Weltagrarbericht

Radikale Wende in der Landwirtschaft nötig

„Business as usual is not an option – Weiter wie bisher ist keine Option mehr!” – Zu diesem Schluss kommen über 400 Experten im Weltagrarbericht, der auf Initiative der Weltbank und der Vereinten Nationen in vierjähriger Arbeit erstellt wurde. Die zentrale Botschaft der Autoren lautet: „Die Landwirtschaft in ihrer heutigen Form hat keine Zukunft.” Zumindest wenn es darum geht, weltweit das Menschenrecht auf Nahrung umzusetzen und den Klimawandel aufzuhalten.

Denn obwohl in der Vergangenheit durch die industrielle Landwirtschaft, erhebliche Produktivitäts- und Mengensteigerungen erzielt werden konnten, steigt die Zahl der weltweit Hungernden weiter an. Der Anbau von Monokulturen, der Einsatz von chemischen Pestiziden und Düngemitteln und die vermehrte Verwendung von gentechnisch verändertem Saatgut, haben in den vergangnen Jahren bereits ein Drittel der fruchtbaren Böden zerstört. Von der industriellen Produktionsweise haben insbesondere große Agrarkonzerne profitiert - Kleinbäuerinnen und -bauern hingegen sind die Verlierer in diesem Spiel.

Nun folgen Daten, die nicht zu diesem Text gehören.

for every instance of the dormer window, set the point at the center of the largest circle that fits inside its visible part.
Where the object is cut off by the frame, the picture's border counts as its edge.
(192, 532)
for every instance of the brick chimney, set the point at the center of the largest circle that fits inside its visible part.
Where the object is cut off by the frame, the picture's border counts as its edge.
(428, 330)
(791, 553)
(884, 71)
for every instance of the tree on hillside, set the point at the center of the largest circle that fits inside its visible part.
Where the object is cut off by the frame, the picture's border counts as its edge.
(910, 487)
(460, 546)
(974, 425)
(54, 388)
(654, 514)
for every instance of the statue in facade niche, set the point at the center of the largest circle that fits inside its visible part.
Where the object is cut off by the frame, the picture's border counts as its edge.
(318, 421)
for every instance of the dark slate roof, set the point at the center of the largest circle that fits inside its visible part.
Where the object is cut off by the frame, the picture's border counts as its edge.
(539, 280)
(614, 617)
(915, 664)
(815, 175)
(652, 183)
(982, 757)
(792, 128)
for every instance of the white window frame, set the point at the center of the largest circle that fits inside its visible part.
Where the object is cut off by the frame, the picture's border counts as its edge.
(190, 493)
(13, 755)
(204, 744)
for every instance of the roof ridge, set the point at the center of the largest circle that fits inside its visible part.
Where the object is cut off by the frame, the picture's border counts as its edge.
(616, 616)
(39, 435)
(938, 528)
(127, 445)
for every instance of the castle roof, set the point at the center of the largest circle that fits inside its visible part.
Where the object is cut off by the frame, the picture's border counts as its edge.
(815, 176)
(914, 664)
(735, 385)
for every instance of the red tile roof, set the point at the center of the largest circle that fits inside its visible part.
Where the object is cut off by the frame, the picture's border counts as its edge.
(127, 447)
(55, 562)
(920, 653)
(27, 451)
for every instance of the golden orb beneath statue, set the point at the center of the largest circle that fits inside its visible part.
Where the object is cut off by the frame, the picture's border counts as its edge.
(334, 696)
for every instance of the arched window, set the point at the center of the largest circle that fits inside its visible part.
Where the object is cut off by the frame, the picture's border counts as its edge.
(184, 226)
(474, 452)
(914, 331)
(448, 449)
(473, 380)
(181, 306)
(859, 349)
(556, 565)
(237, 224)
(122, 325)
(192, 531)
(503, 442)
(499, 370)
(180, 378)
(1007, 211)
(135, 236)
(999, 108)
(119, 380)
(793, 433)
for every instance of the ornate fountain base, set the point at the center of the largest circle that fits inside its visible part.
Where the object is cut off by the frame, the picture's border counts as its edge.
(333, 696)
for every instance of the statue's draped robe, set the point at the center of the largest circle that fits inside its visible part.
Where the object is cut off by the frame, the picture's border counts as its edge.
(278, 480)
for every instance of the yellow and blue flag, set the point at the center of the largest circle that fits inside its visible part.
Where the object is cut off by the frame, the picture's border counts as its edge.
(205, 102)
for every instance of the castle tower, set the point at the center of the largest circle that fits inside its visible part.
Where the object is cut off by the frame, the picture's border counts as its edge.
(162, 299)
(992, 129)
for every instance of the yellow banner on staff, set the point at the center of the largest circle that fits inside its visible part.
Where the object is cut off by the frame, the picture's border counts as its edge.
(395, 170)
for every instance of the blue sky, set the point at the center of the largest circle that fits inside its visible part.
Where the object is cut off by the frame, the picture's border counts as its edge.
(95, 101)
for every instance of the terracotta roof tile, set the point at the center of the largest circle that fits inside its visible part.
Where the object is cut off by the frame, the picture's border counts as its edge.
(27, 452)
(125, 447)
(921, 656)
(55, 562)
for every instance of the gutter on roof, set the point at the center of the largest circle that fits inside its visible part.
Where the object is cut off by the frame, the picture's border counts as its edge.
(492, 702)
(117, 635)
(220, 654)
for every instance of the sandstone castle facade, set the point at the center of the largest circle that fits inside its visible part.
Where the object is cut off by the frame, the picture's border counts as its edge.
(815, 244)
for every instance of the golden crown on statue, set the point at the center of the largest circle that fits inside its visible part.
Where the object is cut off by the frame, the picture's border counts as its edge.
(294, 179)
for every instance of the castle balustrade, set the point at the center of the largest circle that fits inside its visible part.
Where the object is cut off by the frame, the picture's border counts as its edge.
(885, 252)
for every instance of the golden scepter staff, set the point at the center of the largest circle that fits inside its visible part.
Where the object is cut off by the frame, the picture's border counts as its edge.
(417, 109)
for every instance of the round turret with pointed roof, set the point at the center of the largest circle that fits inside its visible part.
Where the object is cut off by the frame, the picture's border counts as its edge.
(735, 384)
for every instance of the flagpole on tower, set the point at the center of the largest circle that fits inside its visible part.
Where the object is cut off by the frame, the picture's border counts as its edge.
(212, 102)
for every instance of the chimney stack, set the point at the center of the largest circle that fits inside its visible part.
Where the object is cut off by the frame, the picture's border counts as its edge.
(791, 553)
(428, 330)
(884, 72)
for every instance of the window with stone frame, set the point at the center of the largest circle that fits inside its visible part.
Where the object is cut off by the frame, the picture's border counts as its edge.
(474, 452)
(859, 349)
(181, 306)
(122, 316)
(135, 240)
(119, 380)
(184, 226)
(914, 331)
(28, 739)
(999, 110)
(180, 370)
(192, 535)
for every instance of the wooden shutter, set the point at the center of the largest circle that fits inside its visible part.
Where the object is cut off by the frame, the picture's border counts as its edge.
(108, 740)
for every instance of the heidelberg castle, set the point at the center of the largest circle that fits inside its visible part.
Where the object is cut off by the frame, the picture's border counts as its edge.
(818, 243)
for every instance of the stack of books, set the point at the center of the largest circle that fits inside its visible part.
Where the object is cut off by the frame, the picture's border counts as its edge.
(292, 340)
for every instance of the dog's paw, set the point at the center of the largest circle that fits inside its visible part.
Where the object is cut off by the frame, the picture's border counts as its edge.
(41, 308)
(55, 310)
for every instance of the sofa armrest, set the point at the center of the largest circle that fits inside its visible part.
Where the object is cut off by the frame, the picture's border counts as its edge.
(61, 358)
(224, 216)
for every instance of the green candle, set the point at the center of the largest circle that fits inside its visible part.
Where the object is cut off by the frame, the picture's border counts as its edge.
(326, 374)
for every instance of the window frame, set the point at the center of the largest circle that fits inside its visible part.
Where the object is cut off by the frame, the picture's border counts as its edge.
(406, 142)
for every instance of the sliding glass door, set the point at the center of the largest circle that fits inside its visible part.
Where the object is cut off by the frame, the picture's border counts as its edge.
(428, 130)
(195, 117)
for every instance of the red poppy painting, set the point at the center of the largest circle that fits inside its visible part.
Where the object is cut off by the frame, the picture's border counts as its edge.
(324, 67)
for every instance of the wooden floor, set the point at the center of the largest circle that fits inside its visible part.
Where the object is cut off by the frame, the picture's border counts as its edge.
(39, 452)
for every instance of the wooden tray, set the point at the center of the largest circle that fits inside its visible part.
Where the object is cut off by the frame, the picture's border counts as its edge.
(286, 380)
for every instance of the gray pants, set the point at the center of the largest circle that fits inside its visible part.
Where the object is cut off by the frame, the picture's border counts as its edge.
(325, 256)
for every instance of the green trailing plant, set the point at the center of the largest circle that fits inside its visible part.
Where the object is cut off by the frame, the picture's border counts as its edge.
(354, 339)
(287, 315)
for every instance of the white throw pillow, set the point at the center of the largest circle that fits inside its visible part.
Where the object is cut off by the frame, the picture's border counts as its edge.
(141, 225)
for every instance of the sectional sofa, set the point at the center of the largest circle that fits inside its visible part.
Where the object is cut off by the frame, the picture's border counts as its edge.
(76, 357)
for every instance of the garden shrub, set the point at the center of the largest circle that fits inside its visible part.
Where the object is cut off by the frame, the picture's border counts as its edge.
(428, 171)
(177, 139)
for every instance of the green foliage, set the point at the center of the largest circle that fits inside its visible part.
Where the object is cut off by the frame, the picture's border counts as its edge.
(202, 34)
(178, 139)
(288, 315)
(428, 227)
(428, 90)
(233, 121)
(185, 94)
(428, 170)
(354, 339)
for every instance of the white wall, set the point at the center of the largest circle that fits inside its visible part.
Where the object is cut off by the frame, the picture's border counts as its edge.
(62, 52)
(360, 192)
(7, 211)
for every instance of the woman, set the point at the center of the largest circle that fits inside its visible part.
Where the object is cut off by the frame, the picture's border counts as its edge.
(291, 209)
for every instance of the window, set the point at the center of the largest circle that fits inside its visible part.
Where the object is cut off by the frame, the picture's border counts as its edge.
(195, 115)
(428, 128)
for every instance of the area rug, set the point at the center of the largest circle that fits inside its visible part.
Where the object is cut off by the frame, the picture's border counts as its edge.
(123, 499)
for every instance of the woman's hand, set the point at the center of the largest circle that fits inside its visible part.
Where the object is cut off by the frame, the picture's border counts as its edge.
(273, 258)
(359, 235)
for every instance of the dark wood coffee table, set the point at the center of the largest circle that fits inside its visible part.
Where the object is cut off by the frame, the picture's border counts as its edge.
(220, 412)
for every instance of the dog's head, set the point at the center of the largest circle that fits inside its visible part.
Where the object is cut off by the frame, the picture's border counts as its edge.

Hunger und Armut lokal bekämpfen

85 Prozent der landwirtschaftlichen Betriebe werden von Kleinbauern mit weniger als zwei Hektar bewirtschaftet

Für die AutorInnen steht fest, dass Hunger und Armut nachhaltig nur lokal bekämpft werden können. Die Kernaussagen des Weltagrarberichts lassen sich wie folgt zusammenfassen:

  • Es bedarf eines radikalen und systematischen Wandels in der landwirtschaftlichen Forschung, Entwicklung und Praxis, um den Herausforderungen der Zukunft gewachsen zu sein.
  • Nicht die Steigerung der Produktivität um jeden Preis, sondern der realen Verfügbarkeit von Lebensmitteln und deren Produktionsmitteln vor Ort ist der entscheidende Faktor bei der Bekämpfung des Hungers. Kleinbäuerliche Strukturen sind die besten Garanten lokaler Ernährungssicherheit und nationaler und regionaler Ernährungssouveränität.
  • Ihre Multifunktionalität (ökologische und soziale Leistungen) gilt es anzuerkennen und gezielt zu fördern.
  • Agrarsprit ist keine tragbare Option - effizientere, integrierte und dezentrale Formen der Bio-Energiegewinnung (Strom und Wärme) dagegen sehr wohl. Die Umwidmung von Anbauflächen für Lebensmittel in Treibstoffflächen ist nicht vertretbar.
  • Die ärmsten Länder und die Ärmsten auf dem Lande sind die Verlierer von Globalisierung und Liberalisierung des Agrarhandels. Gentechnik bringt derzeit mehr Probleme als Lösungen und beeinflusst die Ausrichtung des Forschungsinteresses auf patentierbare Produkte.
  • Geistige Eigentumsrechte und -ansprüche, insbesondere in Bezug auf Saatgut, können die Freiheit der Forschung und die Verbreitung von Wissen maßgeblich negativ beeinflussen.
  • Öffentliche Forschung und Entwicklung müssen gestärkt und aus ihrem akademischen Elfenbeinturm geholt werden. Es gilt, die Fragen der Landwirte zu beantworten und diese an den Entwicklungen zu beteiligen.
  • Der ökologische und ökonomische Imperativ, Klimagasemissionen pro Kalorie zu reduzieren, bedarf technologischer Revolutionen und drastischer Einschnitte.

INKOTA fordert: Bundesregierung muss Agrarbericht unterzeichnen

Im April 2008 unterzeichneten 60 Regierungen den Weltagrarbericht. Auch wenn der Bericht allein noch niemanden satt macht, setzten die Regierungen damit ein klares Zeichen für ein Umdenken in der weltweiten Agrarpolitik. Die Bundesregierung hat sich bis heute jedoch nicht zu dem Bericht bekannt. Gemeinsam mit anderen NGOs und Wissenschaftlern fordert INKOTA die Bundesregierung auf, den Bericht zu unterzeichnen und seine Empfehlungen umzusetzen.